If you make a bad investment and lose 50% of your net worth, you now need to increase your net worth by 100%, not 50%, in order to get back to where you started from.

Expressing probabilities as percents gets a bit weird, because subtraction doesn't really work like it should. The difference between a 1% chance and a 2% chance is bigger than the difference between a 2% chance and a 3% chance. (1% is 1 in 100, 2% is 1 in 50, and 3% is about 1 in 33.)

Replies from: DanielLC
comment by DanielLC · 2010-10-23T21:35:23.400Z · LW(p) · GW(p)

Expressing probabilities as percents gets a bit weird, because subtraction doesn't really work like it should. I don't understand. The expected value is what you'd get by straight subtraction.

Are you implying that the difference between 2% and 3% should be 1 in 50-33=17, or 5.9%? In that case, the difference between 100% and 99.99999% would be 100%, when they're really almost exactly the same.

comment by Alicorn · 2010-10-23T13:14:40.780Z · LW(p) · GW(p)

On the waiting thing, my intuitions say to take the $120 tomorrow, so I might be unrepresentative - but couldn't this be explained just as well in terms of whether you have to wait at all, not necessarily just the specific amount of a day? Would you get similar results if you offered $100 tomorrow or $120 the day after? That way you have to wait either way.

Replies from: DanielLC, Relsqui
comment by DanielLC · 2010-10-23T21:29:34.020Z · LW(p) · GW(p)

Not waiting at all is just the extreme form of this, as waiting would increase the time by infinity percent.

comment by Relsqui · 2010-10-23T19:58:10.245Z · LW(p) · GW(p)

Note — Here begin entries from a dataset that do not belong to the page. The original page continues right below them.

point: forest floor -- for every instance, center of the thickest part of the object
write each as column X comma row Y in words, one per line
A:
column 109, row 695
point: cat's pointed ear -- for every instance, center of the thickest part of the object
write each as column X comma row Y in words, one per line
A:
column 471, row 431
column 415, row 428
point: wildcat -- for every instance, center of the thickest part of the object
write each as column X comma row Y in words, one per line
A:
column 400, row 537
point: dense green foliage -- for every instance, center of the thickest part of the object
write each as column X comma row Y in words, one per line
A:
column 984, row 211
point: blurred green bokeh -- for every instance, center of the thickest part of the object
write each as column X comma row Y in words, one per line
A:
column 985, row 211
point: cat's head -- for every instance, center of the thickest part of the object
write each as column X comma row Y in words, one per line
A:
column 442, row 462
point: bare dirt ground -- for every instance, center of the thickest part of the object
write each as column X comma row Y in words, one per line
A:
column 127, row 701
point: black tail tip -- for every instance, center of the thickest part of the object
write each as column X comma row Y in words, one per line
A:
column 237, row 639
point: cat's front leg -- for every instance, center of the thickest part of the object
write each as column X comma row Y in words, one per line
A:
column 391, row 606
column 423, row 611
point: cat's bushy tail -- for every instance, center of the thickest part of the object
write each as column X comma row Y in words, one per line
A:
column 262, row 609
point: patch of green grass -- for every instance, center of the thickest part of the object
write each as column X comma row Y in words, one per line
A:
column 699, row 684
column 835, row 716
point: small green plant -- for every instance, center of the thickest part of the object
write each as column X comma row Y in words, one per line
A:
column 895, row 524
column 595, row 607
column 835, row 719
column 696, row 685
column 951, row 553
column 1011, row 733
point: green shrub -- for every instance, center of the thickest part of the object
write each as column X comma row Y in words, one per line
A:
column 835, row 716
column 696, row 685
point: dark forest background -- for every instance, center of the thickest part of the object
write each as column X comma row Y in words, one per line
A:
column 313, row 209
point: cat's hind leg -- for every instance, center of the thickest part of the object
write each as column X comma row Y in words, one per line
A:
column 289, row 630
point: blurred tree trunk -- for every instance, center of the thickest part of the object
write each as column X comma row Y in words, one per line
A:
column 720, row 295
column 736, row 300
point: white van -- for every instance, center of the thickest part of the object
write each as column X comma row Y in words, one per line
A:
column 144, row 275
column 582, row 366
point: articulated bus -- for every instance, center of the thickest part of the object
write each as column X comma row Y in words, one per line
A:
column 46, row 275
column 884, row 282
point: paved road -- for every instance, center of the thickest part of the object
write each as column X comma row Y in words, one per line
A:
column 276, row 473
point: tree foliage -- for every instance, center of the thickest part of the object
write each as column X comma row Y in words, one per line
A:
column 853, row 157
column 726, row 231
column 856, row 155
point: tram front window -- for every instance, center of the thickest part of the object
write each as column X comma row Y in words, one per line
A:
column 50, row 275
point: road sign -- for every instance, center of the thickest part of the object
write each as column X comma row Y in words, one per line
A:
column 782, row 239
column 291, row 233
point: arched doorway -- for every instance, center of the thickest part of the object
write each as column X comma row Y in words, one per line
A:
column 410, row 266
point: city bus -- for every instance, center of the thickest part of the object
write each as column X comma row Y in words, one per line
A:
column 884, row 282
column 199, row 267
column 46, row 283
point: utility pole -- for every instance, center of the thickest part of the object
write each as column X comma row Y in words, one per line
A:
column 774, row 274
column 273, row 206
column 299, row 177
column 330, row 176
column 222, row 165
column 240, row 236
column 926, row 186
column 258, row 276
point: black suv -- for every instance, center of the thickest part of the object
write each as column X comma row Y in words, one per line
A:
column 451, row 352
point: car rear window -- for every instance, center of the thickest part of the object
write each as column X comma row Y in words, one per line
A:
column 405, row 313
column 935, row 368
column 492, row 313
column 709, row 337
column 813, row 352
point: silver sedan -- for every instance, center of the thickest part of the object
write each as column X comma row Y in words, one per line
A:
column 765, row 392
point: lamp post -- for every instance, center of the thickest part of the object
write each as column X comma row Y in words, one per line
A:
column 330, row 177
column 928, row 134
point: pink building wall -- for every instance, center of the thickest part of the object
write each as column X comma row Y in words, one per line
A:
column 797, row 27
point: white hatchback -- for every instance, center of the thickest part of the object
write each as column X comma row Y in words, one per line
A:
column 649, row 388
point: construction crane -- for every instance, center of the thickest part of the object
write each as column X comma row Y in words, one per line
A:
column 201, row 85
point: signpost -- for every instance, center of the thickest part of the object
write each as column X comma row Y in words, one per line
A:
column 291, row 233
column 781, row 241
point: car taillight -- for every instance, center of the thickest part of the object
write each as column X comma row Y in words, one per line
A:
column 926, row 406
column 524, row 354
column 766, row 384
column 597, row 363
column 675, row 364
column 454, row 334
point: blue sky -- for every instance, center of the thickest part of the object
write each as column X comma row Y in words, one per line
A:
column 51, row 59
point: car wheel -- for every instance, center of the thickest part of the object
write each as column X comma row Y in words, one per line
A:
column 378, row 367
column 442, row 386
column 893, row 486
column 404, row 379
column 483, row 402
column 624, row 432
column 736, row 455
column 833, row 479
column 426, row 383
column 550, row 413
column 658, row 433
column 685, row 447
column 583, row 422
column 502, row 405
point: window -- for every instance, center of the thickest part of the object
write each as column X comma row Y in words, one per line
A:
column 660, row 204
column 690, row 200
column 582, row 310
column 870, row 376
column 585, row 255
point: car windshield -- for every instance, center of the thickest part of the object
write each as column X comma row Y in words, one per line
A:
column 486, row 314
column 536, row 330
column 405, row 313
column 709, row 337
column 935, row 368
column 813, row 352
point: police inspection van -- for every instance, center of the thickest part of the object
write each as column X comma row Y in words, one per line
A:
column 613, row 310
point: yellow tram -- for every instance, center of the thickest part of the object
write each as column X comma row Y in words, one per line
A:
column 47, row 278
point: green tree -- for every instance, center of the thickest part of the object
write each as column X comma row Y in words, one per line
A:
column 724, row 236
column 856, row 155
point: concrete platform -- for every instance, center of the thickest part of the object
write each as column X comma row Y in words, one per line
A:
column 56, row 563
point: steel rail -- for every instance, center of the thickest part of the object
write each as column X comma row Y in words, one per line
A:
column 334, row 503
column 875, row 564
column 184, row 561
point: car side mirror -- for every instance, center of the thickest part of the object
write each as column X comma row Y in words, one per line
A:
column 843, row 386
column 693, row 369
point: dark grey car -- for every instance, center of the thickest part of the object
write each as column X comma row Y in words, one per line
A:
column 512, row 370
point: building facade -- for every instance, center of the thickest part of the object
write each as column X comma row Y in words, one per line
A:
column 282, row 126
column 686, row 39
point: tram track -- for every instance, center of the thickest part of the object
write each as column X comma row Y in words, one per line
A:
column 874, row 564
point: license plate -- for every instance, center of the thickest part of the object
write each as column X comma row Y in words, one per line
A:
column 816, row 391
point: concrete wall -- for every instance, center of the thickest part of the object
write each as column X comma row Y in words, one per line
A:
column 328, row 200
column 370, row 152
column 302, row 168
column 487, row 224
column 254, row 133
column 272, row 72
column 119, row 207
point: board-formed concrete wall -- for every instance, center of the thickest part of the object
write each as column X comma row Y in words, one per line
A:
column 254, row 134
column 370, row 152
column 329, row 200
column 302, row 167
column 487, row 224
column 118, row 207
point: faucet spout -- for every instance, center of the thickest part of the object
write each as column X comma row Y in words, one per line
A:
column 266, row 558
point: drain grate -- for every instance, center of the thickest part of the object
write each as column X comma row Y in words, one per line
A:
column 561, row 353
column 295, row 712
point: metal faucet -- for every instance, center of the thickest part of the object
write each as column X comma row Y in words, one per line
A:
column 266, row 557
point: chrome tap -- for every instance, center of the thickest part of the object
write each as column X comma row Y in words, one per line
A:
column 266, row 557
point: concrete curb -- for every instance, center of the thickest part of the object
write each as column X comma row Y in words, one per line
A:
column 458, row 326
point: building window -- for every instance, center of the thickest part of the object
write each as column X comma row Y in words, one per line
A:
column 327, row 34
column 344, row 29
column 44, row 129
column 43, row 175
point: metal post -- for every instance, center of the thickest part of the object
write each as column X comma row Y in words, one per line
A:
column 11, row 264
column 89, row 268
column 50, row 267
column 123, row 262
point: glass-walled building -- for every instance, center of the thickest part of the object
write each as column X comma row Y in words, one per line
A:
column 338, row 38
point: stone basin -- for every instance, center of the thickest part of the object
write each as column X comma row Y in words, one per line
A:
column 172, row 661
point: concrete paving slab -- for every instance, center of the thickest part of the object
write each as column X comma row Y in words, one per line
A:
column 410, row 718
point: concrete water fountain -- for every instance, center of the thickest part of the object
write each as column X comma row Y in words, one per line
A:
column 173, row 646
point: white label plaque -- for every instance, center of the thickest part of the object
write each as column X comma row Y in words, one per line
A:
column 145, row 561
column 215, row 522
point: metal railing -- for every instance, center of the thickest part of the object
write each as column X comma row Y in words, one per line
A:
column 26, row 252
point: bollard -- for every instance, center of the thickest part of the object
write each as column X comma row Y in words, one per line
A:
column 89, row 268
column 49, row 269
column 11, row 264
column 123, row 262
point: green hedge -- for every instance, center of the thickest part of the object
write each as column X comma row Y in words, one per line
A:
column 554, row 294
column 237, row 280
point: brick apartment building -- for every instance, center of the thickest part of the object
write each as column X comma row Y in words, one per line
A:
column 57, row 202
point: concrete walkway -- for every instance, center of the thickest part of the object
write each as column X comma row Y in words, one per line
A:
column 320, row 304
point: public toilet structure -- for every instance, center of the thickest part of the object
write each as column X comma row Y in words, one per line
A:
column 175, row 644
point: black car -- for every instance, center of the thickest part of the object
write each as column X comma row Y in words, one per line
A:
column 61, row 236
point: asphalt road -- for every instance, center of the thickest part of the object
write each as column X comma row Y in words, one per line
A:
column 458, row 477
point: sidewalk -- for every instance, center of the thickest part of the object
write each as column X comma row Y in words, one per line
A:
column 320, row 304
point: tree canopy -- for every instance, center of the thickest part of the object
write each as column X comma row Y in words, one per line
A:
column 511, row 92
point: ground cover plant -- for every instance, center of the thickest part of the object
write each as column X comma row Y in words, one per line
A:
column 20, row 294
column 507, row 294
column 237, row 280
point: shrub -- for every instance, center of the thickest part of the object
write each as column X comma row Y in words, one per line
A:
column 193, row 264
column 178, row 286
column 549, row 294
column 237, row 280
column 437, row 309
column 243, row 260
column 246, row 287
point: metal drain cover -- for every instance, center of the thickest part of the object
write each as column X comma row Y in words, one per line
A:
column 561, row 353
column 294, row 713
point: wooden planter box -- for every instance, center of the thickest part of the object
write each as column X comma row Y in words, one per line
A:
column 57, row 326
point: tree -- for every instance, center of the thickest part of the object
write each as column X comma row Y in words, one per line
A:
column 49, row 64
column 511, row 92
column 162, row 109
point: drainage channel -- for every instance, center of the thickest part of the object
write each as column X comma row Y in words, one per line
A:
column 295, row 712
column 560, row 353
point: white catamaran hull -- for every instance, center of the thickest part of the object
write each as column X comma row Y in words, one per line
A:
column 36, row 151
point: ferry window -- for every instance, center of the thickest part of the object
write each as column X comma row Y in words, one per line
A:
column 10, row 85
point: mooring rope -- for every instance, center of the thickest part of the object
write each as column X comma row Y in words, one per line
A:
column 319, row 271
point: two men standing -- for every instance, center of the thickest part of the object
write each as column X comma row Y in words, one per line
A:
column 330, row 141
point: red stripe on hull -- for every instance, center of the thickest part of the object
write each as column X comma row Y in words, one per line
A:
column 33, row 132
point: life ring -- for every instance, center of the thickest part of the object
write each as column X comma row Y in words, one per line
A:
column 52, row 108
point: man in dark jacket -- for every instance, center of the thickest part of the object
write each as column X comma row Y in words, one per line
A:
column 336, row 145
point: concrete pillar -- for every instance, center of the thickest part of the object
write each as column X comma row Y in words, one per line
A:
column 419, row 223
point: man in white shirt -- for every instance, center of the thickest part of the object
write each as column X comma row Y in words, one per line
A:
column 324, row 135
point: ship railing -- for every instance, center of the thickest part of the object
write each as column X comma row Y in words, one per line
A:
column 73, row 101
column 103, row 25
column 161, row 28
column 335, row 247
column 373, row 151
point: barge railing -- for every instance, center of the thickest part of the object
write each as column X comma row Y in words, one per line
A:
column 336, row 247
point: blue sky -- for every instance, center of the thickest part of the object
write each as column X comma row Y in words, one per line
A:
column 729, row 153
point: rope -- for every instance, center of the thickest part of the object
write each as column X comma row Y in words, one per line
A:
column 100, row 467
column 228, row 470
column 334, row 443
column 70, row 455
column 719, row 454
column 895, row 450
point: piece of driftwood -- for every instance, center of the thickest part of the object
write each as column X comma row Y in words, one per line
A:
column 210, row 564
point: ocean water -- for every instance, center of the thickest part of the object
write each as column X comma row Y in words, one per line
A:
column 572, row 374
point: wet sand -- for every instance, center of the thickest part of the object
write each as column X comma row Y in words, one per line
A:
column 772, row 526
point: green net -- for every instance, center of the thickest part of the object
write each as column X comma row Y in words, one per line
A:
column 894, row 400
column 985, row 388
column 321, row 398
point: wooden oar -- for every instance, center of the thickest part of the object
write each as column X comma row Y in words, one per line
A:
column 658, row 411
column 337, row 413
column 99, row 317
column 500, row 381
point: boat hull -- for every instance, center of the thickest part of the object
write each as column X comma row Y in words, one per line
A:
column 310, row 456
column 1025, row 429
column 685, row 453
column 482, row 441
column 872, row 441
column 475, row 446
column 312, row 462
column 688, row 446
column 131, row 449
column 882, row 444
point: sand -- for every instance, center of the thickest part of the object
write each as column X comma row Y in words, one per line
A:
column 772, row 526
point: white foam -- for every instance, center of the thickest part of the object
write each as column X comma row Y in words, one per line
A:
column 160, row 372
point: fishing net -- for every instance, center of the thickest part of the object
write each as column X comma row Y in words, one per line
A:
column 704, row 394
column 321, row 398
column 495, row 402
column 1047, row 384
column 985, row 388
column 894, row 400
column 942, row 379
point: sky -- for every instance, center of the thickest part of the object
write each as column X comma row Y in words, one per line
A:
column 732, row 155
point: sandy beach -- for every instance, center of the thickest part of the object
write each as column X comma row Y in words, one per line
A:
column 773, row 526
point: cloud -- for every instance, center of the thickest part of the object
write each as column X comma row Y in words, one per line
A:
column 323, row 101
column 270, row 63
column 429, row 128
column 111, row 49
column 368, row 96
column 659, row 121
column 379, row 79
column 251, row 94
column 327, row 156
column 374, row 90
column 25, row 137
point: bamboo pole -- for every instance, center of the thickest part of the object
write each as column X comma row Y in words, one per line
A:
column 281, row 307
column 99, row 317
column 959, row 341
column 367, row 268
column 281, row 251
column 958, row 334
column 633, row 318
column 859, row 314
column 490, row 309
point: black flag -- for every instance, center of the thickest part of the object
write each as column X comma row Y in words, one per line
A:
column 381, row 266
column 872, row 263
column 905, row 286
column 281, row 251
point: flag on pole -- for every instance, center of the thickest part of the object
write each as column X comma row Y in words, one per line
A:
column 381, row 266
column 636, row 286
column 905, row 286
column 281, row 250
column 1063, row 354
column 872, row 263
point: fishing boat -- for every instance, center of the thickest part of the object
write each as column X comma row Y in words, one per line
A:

I assume that's the point of the thirty-days-out version of the experiment--imposing a delay on either amount. Or were you wondering if it comes into play even for so small a delay? That is, where's the cutoff at which people will switch between the two behaviors?

I would also take $120 tomorrow, but I'm also poor enough that an extra $20 is a big deal. There's another way the percentage thing comes into play: the ratio of the potential gain to one's current funds.

Replies from: Alicorn
comment by Alicorn · 2010-10-23T20:25:41.323Z · LW(p) · GW(p)

Or were you wondering if it comes into play even for so small a delay? That is, where's the cutoff at which people will switch between the two behaviors?

Yes, this is about what I had in mind.

Replies from: orangecat
comment by orangecat · 2010-10-24T23:07:45.416Z · LW(p) · GW(p)

I'd guess that any delay that gives the other party a chance to back out would be sufficient. When determining the expected utility of each offer, there should be a term for the probability of the deal actually going through. That's very close to 1 when you take the $100 now and less if you have to wait a day for $120, which might tip the balance toward the $100. But the probabilities are nearly identical for 30 and 31 days, so $120 is the better choice there.

Replies from: khafra
comment by khafra · 2010-10-26T13:57:59.789Z · LW(p) · GW(p)

Good point. It might be interesting to try to find a money delta (ie, $100 vs. $200 or whatever) where someone would take the earlier one at 30 vs. 31 days, but the larger one at 90 vs. 91 days. But I'm not sure how much that would prove.